Hello and congrats on completing lesson one. My name is Rob and I'm a teaching assistant for Drawabox who will be handling your lesson one critique. Starting with your superimposed lines these are off to a fine start. You are keeping a clearly defined starting point with all of your wavering at the opposite end. Your ghosted lines and planes turned out well. You are using the ghosting method to good effect to get confident linework with a pretty decent deal of accuracy that will get better and better with practice.
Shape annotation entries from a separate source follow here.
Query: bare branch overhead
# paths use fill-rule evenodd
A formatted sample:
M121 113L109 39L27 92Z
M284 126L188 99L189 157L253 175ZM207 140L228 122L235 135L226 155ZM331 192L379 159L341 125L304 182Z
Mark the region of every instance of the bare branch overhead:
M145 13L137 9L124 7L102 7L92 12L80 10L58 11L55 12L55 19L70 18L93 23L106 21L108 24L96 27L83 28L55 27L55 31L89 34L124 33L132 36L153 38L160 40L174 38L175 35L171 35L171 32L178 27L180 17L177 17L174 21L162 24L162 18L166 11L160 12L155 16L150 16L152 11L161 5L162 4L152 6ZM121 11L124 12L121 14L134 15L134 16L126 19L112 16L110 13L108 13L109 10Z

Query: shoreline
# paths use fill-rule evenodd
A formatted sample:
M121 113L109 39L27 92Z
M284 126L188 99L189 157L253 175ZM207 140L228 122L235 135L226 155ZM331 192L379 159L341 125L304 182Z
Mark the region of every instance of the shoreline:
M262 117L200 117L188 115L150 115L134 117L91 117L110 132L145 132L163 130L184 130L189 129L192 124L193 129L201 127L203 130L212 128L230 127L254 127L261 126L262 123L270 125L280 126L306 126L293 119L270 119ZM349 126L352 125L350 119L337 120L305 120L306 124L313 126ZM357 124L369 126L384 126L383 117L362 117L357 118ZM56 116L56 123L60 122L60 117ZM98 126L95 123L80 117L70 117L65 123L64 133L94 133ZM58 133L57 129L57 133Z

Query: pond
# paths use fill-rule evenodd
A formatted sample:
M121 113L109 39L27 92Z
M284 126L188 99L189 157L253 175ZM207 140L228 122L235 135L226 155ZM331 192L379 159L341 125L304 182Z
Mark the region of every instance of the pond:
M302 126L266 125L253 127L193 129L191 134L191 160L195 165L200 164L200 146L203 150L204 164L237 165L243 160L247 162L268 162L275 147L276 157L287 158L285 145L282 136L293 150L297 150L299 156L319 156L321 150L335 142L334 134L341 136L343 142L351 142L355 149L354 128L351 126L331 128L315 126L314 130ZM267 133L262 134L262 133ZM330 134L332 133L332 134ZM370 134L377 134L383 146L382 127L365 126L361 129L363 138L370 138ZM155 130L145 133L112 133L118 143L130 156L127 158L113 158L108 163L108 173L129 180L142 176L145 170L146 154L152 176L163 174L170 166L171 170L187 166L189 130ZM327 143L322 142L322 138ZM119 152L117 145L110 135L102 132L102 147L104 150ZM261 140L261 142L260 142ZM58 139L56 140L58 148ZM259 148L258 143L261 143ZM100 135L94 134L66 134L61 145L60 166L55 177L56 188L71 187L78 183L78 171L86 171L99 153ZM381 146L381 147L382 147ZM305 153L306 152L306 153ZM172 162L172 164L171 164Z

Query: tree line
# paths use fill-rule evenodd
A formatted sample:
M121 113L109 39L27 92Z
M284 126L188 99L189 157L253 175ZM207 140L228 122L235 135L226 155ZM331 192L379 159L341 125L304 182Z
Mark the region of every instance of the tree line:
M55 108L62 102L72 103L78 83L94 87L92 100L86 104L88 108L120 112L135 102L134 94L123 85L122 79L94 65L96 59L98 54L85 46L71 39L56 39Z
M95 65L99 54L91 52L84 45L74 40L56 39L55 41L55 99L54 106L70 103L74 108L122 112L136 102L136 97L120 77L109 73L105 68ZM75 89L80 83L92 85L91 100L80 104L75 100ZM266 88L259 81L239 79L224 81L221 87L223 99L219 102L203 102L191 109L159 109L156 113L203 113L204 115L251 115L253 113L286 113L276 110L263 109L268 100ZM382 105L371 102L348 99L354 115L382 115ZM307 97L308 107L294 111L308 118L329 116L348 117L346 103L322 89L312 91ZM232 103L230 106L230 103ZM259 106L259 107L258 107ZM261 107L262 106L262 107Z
Your tables of ellipses are coming along pretty good. You are doing a good job drawing through your ellipses and focusing on consistent smooth ellipse shapes. This is carried over nicely into your ellipses in planes. It's great that you aren't overly concerned with accuracy and are instead focused on getting smooth ellipse shapes. Although accuracy is our end goal it can't really be forced and tends to come with mileage and consistent practice more than anything else. Your ellipses in funnels are having some issues with tilting off the minor axis. https://drawabox.com/lesson/1/18/notaligned This is something you should always start considering when drawing your ellipses. One thing you could have done with these is start with a narrower degree ellipse in the center and then widen the degrees of the ellipses as they move outwards in the funnel. Please check the example here. https://drawabox.com/lesson/1/18/step3 This helps with practicing different degrees of ellipses. Your ellipses are off to a great start but there's still room for improvement so keep practicing them during your warmups.

The plotted perspective looks great, nothing to mention here. Your rough perspective exercises have a few fundamental misunderstandings that I want to go over. You are getting a mix of confident linework here along with some wobble creeping back into some of your lines. https://drawabox.com/lesson/1/14/wobblinglines This is probably happening because you are more concerned with accuracy now that you are constructing boxes and you are slowing down your stroke to compensate. That hesitation because of your concern for accuracy while making your mark is what is reintroducing the wobble into your lines. Try and rely a bit more on the muscle memory you build up while ghosting your mark and almost make your mark without thinking. This will be less accurate at first but will give you consistently smooth and confident linework which is our first priority. Accuracy will come with mileage and can't really be forced. The other possibility is that you have reverted back to drawing from your wrist for some of these lines. Just something to keep an eye on. You should be drawing from your shoulder for basically every line you draw, even shorter ones. The wrist should be reserved for detail work only. So the major issue I'm noticing here is a lack of understanding of how boxes work in one point perspective almost entirely. Especially in consideration to the vanishing point you've placed for all of these exercises. To illustrate this point further I want to point out that you didn't extend the depth lines of your boxes back to the horizon line like the assignment asked but instead you connected your box corners directly to the vanishing point. https://drawabox.com/lesson/1/20/step9 While this also gives you an idea of how off your depth lines were it's giving you less information. You would see for instance that a lot of the depth lines on your boxes are not even pointed in the same direction as the vanishing point. I'm going to recommend you reread the materials for this section and rewatch the videos so you can get a better understanding of how a box should be drawn in one point perspective. Remember that depth lines on your boxes all need to be converging to the vanishing point. You also drew all of your boxes as if they were under the horizon line while some of the boxes were clearly above it which means the depth lines would be converging downwards towards the vanishing point.

Since you have still have a fairly fundamental misunderstanding of how to draw a box in perspective the rotated box exercise and organic perspective have significant issues that can't really be rectified until you understand the lesson materials from two earlier box perspective assignments. One thing that would help with the rotated box exercise would be to keep the gaps between your boxes narrow and consistent. https://drawabox.com/lesson/1/21/guessing Keeping the gaps narrow and consistent really helps with inferring information about neighboring boxes rotation and proportion.

The organic perspective exercise is showing signs of improvement when it comes to confident linework but you since you are still struggling with the idea of constructing a box all of your boxes are incredible wonky. As a revision I'd like you to redo both pages of the rough perspective boxes and then submit them for revision. After those are finished and I take a look and see that you have a better idea of how to construct a box in one point perspective I'm going to have you redo the rotated box exercise as well as the organic perspective box pages.